Sun, Dec 21, 2008 - Page 14 News List

Elementary my dear Mankell

Henning Mankell’s detective is a dark, humorless misanthrope. Yet he has become Sweden’s most famous export since Abba

By Henry Porter  /  THE GUARDIAN , LONDON

Over the years, the author has had a string of affairs and has fathered four children by four different mothers, although he insists, emphatically, that his current marriage — to Ingmar Bergman’s daughter Eva — will be “the last.”

Bergman turns out to have been a fan of the Wallander books — as is just about every Swede on the planet, it seems. Mankell recalls walking down a street in Stockholm during a referendum about joining the EU and was approached politely by a man in his sixties, who asked whether Wallander would vote yes or no. “That was the moment I grasped the size of the character,” says the author.

His appeal is harder to assess, however.

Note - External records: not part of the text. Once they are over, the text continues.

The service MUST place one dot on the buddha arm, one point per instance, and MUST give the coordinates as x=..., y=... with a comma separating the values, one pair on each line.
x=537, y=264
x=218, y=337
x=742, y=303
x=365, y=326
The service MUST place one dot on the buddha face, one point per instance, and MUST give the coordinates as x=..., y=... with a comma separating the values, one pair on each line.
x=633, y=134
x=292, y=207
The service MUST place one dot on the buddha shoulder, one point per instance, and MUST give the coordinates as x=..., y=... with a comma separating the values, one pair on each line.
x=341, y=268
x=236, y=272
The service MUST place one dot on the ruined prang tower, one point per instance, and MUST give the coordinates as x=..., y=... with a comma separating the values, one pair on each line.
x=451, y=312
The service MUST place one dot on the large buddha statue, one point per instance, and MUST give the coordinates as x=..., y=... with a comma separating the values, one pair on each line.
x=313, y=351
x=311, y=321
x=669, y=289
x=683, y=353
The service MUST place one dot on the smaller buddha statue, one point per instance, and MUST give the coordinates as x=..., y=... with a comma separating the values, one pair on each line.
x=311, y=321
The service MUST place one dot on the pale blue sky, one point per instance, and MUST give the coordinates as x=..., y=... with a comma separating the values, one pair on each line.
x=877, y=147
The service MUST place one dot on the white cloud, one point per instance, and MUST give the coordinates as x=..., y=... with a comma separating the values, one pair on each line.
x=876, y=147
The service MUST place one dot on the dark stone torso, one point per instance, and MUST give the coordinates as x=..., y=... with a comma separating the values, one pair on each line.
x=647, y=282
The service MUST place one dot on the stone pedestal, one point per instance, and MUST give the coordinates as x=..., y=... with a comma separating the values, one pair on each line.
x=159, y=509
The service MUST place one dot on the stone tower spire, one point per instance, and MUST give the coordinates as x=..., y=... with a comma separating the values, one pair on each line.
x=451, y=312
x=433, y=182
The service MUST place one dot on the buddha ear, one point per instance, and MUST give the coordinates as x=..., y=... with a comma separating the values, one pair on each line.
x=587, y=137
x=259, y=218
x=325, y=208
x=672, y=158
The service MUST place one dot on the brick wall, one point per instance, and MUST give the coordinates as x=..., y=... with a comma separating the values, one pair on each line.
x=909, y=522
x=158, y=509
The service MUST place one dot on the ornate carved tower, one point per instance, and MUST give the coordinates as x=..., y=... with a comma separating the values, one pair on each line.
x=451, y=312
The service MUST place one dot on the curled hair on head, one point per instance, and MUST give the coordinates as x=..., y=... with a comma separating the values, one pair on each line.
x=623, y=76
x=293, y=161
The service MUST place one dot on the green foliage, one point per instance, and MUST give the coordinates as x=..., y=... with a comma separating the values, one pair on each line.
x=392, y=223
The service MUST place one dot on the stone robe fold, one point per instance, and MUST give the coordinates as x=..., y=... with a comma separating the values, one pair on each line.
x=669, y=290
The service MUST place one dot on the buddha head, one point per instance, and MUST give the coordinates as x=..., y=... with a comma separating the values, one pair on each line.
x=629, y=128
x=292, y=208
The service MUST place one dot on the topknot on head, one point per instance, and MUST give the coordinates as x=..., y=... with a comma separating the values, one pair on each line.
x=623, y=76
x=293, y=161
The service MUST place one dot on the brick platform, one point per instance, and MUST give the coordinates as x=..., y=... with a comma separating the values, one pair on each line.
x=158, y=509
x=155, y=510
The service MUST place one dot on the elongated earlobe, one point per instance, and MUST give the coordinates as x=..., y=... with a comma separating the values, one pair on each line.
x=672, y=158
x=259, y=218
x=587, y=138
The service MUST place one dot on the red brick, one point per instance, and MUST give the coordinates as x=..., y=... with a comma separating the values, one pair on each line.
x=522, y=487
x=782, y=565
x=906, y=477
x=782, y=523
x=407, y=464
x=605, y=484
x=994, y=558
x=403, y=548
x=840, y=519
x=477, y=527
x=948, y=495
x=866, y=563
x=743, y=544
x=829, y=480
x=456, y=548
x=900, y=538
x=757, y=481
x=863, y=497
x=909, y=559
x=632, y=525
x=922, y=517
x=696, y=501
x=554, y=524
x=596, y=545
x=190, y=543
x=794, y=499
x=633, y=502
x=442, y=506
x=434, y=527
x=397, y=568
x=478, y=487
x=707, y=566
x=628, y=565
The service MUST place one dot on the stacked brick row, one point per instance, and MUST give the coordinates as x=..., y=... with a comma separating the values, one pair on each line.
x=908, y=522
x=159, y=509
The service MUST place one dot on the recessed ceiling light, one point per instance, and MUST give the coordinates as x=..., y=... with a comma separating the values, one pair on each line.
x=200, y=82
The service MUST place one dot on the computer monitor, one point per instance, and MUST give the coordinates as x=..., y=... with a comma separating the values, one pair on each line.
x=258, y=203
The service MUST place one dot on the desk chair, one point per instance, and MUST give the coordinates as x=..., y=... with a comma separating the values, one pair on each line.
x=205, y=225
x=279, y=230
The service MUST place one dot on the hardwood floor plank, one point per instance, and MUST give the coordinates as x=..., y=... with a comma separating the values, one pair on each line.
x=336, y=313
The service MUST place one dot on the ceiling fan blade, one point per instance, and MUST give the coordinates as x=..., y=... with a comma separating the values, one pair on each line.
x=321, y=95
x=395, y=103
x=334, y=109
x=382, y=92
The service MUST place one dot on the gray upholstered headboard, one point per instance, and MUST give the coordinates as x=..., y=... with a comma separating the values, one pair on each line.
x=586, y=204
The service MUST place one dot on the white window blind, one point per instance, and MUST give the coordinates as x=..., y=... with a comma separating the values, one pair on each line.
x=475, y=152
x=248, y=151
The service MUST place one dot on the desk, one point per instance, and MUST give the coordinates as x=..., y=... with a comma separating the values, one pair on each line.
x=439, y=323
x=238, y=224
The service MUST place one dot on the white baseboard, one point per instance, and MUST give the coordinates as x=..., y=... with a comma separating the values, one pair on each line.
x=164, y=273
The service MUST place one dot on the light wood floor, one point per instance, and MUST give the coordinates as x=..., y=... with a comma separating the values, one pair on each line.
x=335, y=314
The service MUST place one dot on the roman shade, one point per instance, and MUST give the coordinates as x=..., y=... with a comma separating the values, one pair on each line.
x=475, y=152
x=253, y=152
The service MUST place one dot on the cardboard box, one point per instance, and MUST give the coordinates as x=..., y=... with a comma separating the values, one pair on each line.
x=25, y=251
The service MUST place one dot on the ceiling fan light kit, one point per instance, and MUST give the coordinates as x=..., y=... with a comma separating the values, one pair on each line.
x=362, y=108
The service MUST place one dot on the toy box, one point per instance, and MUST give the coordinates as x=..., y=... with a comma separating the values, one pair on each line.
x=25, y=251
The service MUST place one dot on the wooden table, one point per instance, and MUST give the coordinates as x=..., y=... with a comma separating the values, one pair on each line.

It is not simple travelogue, Evans insists. “I reject the argument that Wallander is popular here because there’s a kind of ‘northern’ fiction, particularly crime fiction,” says Evans. It is the mental landscape that he inhabits that gives him such appeal, he argues.

In addition, there is the simple issue of availability in key book buying markets. “I think it’s cyclical,” says Evans. “We’ve taken a long time away from European art, European fiction in particular. We had our eyes to the Americas. Part of the problem is simply the translation. There has been truly great stuff going on in European fiction for 15 years or more, and perhaps it’s only now we’re beginning to let it in.”

There is more to the issue than that, however. Many other novels about foreign detectives are now translated into English and none has had the impact of those involving the resolutely depressive Kurt Wallander.

In that sense, Mankell has bigger issues to address than the average detective novelist, which perhaps explains his elusive appeal. Mankell is, to repeat the description of his publisher, a child of 1968. “The fundamental driving force for me is to create a change in the world we live in ... It is about exploitation, plundering and degradation,” he says. “I have a small possibility to participate in the resistance. Most of the things that I do are part of a resistance, a form of solidarity work.”

His books, and the series made from them, are investigations of the failure of political promise, say critics. “All of Henning’s books are an elegy to the broken socialist dream of Sweden,” the publisher Christopher MacLehose remarked recently. “Henning still can’t get used to the idea that Sweden has failed to deliver its social democratic dream.”

Thus we get more than a mere who-dunnit with a Wallander story. We get edge, a sense that a good man is hunting through a landscape of broken dreams for signs that some decency has survived and who rarely succeeds in his quest. There is a resonance here that goes far beyond standard detective novels.